The newspaper's editorial office was shot at three times in 2009.

== Geographic distribution and circulation ==
The editors position the publication as "the leader of the newspaper market in Right-Bank Ukraine", but the newspaper's "target audience" includes both the left-bank Poltava and Chernihiv regions. Separate regional tabs are published for different regions of Ukraine.

According to its editorial staff, Express is the largest Ukrainian-language newspaper in Ukraine (as of 2009, the weekly circulation exceeded 1,200,000 copies). The newspaper is printed at its own publishing complex, Mandarin, not far from Lviv near the village of Ryasne-Ruske. It is distributed by subscription (all-Ukrainian catalog) and through Ukrpress newsstands and its own Interpress network. The newspaper is most actively banned in the western regions; in Kyiv, only the Thursday (weekly) issue is distributed through newsstands.

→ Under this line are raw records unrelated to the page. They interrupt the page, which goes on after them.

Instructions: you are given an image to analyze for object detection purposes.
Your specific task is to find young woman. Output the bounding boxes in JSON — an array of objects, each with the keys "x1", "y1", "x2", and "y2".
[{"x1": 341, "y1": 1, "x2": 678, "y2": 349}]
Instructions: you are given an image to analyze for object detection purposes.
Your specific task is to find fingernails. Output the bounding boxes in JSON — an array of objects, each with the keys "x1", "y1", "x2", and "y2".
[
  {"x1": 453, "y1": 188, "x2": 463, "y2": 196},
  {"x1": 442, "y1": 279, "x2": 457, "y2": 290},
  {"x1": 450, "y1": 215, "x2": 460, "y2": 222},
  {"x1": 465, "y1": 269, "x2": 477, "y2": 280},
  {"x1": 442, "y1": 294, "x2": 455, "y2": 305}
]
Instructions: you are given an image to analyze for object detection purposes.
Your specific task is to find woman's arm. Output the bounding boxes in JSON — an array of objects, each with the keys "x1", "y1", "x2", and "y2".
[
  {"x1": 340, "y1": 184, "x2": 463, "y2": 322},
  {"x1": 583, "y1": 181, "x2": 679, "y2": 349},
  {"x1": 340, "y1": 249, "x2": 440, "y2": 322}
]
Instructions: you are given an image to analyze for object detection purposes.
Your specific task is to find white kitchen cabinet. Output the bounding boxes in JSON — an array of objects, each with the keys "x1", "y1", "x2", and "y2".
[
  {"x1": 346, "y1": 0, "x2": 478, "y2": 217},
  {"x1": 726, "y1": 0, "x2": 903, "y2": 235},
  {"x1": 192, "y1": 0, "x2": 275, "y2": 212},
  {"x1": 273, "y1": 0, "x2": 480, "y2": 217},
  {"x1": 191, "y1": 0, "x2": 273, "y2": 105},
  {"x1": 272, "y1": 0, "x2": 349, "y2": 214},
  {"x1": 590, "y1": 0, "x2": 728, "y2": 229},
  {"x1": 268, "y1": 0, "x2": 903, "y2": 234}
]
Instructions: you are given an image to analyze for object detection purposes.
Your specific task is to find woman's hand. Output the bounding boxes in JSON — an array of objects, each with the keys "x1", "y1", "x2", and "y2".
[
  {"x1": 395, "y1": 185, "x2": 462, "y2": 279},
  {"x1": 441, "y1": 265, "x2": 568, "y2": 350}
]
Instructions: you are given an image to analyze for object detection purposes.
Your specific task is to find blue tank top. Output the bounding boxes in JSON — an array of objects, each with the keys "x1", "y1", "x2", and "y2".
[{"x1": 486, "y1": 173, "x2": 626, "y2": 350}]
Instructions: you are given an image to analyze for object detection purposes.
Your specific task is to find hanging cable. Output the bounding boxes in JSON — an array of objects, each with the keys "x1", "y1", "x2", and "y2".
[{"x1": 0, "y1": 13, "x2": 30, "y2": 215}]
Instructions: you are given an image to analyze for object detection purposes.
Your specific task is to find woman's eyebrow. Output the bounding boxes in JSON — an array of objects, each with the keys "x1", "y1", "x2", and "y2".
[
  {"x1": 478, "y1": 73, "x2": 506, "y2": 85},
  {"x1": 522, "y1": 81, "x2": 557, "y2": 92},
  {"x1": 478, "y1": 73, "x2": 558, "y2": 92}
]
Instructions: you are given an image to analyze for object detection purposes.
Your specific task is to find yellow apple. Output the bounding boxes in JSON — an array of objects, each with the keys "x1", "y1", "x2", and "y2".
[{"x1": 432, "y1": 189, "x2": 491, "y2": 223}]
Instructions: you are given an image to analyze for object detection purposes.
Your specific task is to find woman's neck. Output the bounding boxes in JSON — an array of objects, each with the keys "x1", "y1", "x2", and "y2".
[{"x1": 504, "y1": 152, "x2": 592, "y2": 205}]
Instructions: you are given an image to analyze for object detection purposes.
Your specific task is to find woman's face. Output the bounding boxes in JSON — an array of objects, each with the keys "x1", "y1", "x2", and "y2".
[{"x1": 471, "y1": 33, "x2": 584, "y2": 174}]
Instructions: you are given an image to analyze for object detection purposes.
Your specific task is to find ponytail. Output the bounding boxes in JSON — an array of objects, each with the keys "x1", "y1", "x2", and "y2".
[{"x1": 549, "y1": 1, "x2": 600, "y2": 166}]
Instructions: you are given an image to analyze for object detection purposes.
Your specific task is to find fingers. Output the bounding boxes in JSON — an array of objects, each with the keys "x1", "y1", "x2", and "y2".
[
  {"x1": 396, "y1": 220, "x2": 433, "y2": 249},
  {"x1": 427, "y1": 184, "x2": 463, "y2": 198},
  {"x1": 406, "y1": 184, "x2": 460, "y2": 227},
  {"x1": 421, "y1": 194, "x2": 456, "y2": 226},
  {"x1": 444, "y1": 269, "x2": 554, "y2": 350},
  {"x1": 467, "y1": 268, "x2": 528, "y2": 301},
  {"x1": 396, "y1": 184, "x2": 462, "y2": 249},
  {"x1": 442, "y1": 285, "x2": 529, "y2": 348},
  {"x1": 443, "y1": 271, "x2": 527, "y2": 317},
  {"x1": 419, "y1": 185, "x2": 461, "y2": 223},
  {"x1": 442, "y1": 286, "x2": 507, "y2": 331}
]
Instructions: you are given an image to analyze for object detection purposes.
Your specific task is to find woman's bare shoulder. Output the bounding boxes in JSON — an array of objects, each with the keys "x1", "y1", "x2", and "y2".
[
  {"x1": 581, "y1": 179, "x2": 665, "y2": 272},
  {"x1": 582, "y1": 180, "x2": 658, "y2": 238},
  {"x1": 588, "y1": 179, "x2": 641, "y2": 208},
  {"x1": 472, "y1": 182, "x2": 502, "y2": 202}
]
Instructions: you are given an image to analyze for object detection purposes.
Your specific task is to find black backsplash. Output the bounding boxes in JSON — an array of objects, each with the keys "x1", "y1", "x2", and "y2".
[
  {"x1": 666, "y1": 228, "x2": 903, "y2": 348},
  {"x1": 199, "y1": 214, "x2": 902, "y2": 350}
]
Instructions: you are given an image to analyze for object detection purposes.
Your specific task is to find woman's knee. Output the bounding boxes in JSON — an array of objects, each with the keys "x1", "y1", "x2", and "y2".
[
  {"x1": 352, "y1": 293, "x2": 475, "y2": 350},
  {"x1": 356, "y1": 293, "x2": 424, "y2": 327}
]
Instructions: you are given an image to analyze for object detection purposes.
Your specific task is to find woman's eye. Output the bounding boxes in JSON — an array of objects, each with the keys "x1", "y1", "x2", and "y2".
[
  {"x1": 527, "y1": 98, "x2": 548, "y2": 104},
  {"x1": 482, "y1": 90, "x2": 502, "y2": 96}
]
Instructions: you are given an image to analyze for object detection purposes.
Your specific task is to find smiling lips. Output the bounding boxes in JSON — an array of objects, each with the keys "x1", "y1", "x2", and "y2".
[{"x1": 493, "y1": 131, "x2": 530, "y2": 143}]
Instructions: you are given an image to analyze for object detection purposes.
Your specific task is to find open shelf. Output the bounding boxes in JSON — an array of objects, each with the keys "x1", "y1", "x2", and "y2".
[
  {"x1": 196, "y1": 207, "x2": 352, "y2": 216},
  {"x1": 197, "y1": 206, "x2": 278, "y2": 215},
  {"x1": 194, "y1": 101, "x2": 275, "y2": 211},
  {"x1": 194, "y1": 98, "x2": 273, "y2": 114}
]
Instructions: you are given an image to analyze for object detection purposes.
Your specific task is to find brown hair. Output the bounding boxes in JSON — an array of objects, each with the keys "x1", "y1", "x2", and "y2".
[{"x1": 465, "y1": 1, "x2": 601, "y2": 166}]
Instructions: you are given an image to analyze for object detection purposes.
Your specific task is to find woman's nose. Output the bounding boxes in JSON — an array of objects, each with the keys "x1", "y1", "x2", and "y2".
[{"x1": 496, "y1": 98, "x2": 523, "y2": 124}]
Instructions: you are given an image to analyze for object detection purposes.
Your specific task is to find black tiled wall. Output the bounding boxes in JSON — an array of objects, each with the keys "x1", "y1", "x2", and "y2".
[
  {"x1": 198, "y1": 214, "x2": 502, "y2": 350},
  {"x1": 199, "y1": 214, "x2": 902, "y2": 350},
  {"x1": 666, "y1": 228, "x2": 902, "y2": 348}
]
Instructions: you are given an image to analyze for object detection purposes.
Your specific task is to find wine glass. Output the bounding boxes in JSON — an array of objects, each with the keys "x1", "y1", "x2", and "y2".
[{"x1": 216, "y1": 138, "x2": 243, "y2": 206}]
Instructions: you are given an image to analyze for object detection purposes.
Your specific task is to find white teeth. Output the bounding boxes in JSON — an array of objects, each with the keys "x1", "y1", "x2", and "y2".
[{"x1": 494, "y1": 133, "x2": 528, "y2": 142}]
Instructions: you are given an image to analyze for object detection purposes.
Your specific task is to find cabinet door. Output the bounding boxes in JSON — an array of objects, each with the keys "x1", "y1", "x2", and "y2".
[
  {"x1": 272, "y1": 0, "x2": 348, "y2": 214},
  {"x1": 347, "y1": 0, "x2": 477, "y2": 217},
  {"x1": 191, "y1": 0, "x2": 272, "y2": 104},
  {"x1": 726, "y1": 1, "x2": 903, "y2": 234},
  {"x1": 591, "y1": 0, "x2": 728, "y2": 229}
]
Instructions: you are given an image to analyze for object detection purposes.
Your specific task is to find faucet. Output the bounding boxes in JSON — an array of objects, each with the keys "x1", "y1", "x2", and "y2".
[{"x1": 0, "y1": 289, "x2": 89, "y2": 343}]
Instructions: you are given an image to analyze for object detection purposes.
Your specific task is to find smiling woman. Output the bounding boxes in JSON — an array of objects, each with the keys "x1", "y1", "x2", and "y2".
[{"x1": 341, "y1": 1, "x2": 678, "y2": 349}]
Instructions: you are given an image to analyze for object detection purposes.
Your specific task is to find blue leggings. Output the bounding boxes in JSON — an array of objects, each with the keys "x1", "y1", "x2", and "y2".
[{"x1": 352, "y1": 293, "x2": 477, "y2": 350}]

According to the newspaper, citing the results of a subscription campaign conducted by Ukrposhta, the increase in subscriptions to the print editions of the "Pensioner's Bulletin", "Good Doctor", "Express", "My Confession", "Hostess Recipes", "Hostess Adviser", and "Post-Postup" of the Express media group in the second half of 2012 was over 160,000, and 801,868 subscribers signed up for 2013, which is a record for Ukraine. Almost the same number of people buy the newspaper in retail. The Express newspaper itself has the largest number of subscribers.

According to Ukrposhta, in January–February 2013, almost 30,000 more people subscribed to the Express media group's publications, bringing the total number to 829,999. The number of people who buy the newspaper in retail exceeded this number. As of 2023, the total circulation of the newspaper is 155,000.